R手册(Machine Learning)–mlr (Part 1)
R手册(Machine Learning)–mlr (Part 2)


mlr

Introduction

mlr官网链接
mlr提供机器学习的统一接口:tasks, learners, hyperparameters, etc

  • Tasks:建立任务,包括任务描述(classification, regression, clustering, etc)和数据集
  • Learners:建立学习者,指定机器学习算法(GLM, SVM, xgboost, etc)和参数
  • Hyperparameters:对Learners直接指定超参数或超参数调优。给Learners一个可能的参数集列表。
  • Wrapped Models:已封装模型,已经被训练可以预测的模型
  • Predictions:应用模型到新数据或者原始数据进行预测
  • Meastures:模型评估指标(RMSE, logloss, AUC, etc)
  • Resampling:重抽样,通过分离训练集来拟合通用的模型,通常包括holdout 验证,K折交叉验证(K-fold cross-validation),留一交叉验证(LOOCV)

Workflow
wf

Preprocessing data (预处理)

函数说明
createDummyFeatures(obj=,target=,method=,cols=)为每一个非数值变量创建哑变量(0,1),不包括目标变量target,也可以指定变量cols
normalizeFeatures(obj=,target=,method=,cols=, range=,on.constant=)数字变量标准化,method: {“center”, “scale”,“standardize”,“range”(default range=c(0,1)) }
mergeSmallFactorLevels(task=,cols=,min.perc=)组合进单一的factor level
summarizeColumns(obj=)data.frame or Task的汇总说明
capLargeValues(obj,cols=NULL)离群值转化(帽子法)
dropFeatures
removeConstantFeatures
summarizeLevels

Task and Learner

1. Create a task

创建任务说明
makeClassifTask(data=,target=)回归问题
makeRegrTask(data=,target=)分类,目标列必须是一个factor
makeMultilabelTask(data=,target=)多标签分类问题,每个对象可以同时属于多个类别
makeClusterTask(data=)聚类分析
makeSurvTask(data=,target=c(“time”,“event”))生存分析
makeCostSensTask(data=,costs=)成本敏感的分类,分类中的标准目标是获得较高的预测准确度,即最小化分类器产生的错误数量
getTaskDesc(x)获得总的任务描述,查看positiv

task

task的其他参数:

  • weight:将权重向量应用到记录
  • block:传递因子向量将记录绑定到一块,重抽样的时候不会 被拆分

2. Making a learner

makeLearner(cl,predict.type = "response",predict.threshold = NULL, ...,par.vals)指定机器学习算法,也能一次指定多个

参数:

  • cl:指定要使用的算法名,cl= <task_Type>.<R_method_name> (“classif.xgboost”,
    “regr.randomForest” ,“cluster.kmeans”,etc)
  • predict.type:"response"返回原始数据,"prob"返回分类问题的概率,"se"返回回归问题的标准误
  • par.vals:传递超参数列表,也能直接传递(…)
  • predict.threshold :生成类标签的阈值

mlr有超过170个不同的是算法mlr已经集成的算法

  • listLearners():展示所有的learner
  • listLearners(task):task允许的所有learner
  • listLearners(“classif”,properties=c(“prob”, “factors”)):展示所有的分类问题中,能输出概率"prob",和因子“factors”
  • See also getLearnerProperties()

Training & Testing (训练和测试)

1. Setting hyperparameters (设置超参数)

setHyperPars(learner=,...)传递超参数给learner
getParamSet(learner=)获得learner可能的超参数文本(such as “classif.qda”)

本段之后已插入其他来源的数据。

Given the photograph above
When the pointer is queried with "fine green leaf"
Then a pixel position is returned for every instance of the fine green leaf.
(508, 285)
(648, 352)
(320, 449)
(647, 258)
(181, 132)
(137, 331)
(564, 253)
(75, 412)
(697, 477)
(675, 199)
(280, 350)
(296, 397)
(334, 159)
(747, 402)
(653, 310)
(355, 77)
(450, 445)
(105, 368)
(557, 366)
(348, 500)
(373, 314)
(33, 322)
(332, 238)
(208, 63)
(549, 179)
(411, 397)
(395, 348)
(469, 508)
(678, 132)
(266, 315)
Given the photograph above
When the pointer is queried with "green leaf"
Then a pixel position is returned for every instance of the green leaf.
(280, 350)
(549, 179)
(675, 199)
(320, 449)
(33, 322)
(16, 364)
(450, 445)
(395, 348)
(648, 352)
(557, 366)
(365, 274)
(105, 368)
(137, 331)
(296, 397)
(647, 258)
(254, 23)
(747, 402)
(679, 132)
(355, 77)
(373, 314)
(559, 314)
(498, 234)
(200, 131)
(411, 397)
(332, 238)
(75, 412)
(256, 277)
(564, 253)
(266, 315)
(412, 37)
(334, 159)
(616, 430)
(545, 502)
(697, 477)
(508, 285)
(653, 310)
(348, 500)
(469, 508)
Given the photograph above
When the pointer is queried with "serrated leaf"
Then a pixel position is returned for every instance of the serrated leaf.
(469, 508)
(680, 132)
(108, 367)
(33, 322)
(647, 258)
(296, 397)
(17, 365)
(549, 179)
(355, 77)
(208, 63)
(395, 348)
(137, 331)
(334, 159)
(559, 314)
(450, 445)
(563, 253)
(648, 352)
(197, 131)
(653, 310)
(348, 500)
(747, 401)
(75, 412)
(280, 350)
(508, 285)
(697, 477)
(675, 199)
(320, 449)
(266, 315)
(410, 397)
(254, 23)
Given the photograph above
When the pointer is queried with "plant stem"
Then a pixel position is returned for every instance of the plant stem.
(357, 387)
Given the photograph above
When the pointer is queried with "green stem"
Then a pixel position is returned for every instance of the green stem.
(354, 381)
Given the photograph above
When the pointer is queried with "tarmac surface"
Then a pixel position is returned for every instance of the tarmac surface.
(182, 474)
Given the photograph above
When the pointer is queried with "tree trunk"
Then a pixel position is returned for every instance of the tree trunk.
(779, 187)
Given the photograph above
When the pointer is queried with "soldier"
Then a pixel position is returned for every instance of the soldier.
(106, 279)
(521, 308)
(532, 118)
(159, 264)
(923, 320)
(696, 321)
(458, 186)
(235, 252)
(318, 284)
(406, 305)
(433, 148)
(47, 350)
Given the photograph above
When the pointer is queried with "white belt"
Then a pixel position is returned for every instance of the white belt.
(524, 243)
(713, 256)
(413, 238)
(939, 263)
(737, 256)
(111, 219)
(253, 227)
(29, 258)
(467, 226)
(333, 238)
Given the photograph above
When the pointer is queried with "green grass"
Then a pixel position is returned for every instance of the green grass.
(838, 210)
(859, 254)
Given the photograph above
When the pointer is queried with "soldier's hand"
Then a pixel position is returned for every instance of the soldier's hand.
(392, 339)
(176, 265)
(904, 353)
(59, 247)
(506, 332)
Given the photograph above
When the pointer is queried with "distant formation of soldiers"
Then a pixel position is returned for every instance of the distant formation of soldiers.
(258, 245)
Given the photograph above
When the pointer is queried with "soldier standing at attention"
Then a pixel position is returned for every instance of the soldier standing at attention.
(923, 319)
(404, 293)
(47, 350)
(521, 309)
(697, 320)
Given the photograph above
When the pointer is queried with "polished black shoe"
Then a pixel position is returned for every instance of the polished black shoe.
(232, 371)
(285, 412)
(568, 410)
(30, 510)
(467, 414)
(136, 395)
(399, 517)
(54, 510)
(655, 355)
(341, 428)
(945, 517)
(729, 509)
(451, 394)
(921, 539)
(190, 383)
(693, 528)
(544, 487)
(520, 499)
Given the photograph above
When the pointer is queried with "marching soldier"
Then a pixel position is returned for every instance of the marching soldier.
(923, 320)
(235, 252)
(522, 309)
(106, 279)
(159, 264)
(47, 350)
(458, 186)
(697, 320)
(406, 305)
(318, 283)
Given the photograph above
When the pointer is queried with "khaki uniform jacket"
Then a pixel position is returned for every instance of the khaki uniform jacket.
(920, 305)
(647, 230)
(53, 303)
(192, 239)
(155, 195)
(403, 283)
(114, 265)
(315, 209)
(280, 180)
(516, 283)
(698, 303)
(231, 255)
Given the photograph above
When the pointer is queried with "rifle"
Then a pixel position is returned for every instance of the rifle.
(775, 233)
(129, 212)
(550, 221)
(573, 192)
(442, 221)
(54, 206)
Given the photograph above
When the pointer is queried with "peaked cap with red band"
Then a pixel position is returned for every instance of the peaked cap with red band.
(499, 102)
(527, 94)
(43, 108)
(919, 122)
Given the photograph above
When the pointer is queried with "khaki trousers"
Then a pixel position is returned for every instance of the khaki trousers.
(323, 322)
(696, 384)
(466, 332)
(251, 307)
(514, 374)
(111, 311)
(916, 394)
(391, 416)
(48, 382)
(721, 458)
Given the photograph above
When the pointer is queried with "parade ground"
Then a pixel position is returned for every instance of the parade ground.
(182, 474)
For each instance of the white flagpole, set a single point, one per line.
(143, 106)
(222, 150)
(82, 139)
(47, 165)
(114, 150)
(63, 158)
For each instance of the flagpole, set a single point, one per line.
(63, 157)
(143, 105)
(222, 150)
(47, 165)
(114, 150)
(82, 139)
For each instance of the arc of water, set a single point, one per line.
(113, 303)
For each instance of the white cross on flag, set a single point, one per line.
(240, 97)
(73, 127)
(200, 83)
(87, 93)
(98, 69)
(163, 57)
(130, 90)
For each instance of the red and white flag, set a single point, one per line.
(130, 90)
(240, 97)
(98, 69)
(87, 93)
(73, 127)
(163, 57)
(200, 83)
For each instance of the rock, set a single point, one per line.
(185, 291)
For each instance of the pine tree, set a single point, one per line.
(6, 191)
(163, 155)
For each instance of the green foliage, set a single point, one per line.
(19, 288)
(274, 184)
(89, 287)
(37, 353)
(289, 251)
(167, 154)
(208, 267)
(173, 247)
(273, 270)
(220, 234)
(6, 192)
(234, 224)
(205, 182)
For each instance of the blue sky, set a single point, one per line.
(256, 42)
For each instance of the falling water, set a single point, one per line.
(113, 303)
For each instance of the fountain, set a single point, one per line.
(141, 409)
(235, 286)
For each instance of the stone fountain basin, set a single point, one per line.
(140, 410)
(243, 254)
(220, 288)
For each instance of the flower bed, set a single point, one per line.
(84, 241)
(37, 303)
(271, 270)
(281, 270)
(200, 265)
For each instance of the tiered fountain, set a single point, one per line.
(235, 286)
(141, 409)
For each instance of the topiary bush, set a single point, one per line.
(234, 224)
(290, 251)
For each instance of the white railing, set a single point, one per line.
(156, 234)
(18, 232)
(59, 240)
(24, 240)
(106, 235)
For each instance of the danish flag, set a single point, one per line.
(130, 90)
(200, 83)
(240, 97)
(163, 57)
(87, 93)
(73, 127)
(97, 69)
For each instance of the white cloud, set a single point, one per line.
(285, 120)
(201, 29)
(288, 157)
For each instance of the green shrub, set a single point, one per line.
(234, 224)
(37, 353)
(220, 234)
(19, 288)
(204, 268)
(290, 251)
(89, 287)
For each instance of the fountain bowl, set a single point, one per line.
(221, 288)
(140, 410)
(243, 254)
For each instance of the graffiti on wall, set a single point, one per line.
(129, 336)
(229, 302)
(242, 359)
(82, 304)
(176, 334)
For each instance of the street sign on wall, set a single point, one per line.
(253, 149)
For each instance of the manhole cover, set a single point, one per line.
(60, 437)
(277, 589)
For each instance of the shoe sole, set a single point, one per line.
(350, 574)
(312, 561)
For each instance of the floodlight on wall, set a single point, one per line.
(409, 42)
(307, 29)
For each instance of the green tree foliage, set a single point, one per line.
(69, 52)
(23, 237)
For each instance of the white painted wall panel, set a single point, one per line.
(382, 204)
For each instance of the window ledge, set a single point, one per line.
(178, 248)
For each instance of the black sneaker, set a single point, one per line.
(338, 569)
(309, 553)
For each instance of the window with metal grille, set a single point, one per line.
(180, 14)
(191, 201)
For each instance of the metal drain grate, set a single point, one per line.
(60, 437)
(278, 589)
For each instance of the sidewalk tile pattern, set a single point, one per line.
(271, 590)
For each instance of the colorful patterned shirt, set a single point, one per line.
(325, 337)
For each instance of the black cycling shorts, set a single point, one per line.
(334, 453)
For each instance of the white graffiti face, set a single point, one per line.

2. Train a model and predict (训练模型和预测)

train(learner, task,subset)训练模型,subset设置训练集(默认是全部数据)
getLearnerModel(model)将底层的学习者模型纳入mlr

predict(model,task,subset)预测原始数据
predict(model,newdata)预测新数据
as.data.frame(pred)查看预测的结果

pred2<- setThreshold(pred, threshold)重设分类问题的阈值,重新预测

3. Measuring performance (模型评估质量)

performance(pred=,measures=) 依照一个或几个指标评估模型
getDefaultMeasure(task/learner)查看默认指标
listMeasures()查看完整的指标列表
listMeasures(task)查看匹配指标

通过参数measures=list(mse,medse,mae)指定评估指标

  • classif: acc auc bac ber brier[.scaled] f1 fdr fn
    fnr fp fpr gmean multiclass[.au1u .aunp .aunu
    .brier] npv ppv qsr ssr tn tnr tp tpr wkappa
  • regr: arsq expvar kendalltau mae mape medae
    medse mse msle rae rmse rmsle rrse rsq sae
    spearmanrho sse
  • cluster: db dunn G1 G2 silhouette
  • multilabel: multilabel[.f1 .subset01 .tpr .ppv
    .acc .hamloss]
  • costsens: mcp meancosts
  • surv: cindex
  • other: featperc timeboth timepredict timetrain

分类任务的评估详情:
calculateConfusionMatrix(pred)获得混淆矩阵
calculateROCMeasures(pred)ROC曲线

4. Resampling a learner (重抽样)

makeResampleDesc(method=,...,stratify=)
makeResampleInstance(desc=,task=)确保每次抽样统一,以减少噪声值

参数说明
method重抽样的方法
“CV”cross-volidation(交叉验证),用iters指定k-folds(K折)数
“LOO”leave-one-out cross-volidation(留一交叉验证),用iters指定k-folds数
“RepCV”repeated cross-volidation(反复交叉验证),reps指定重复数,用iters指定k-folds数
“Subsample”aka Monte-Carlo cross-volidation ,用iters指定k-folds数,split指定train%
“Bootstrap”out-of-bag bootstrap(袋装法),iters
“Holdout”for train% use split
stratify保持目标变量的抽样比例

resample(learner=,task=,resampling=,measures=)通过指定重抽样训练和测试模型

  • mlr有若干预先定义的重抽样:
    cv2(2-koldscross-volidation),
    cv3, cv5, cv10, hout(holdout with split 2/3 for traing, 1/3 for testing)
  • 也可以用重抽样函数传递给resample()
    crossval() repcv() holdout() subsample()
    bootstrapOOB() bootstrapB632() bootstrapB632plus()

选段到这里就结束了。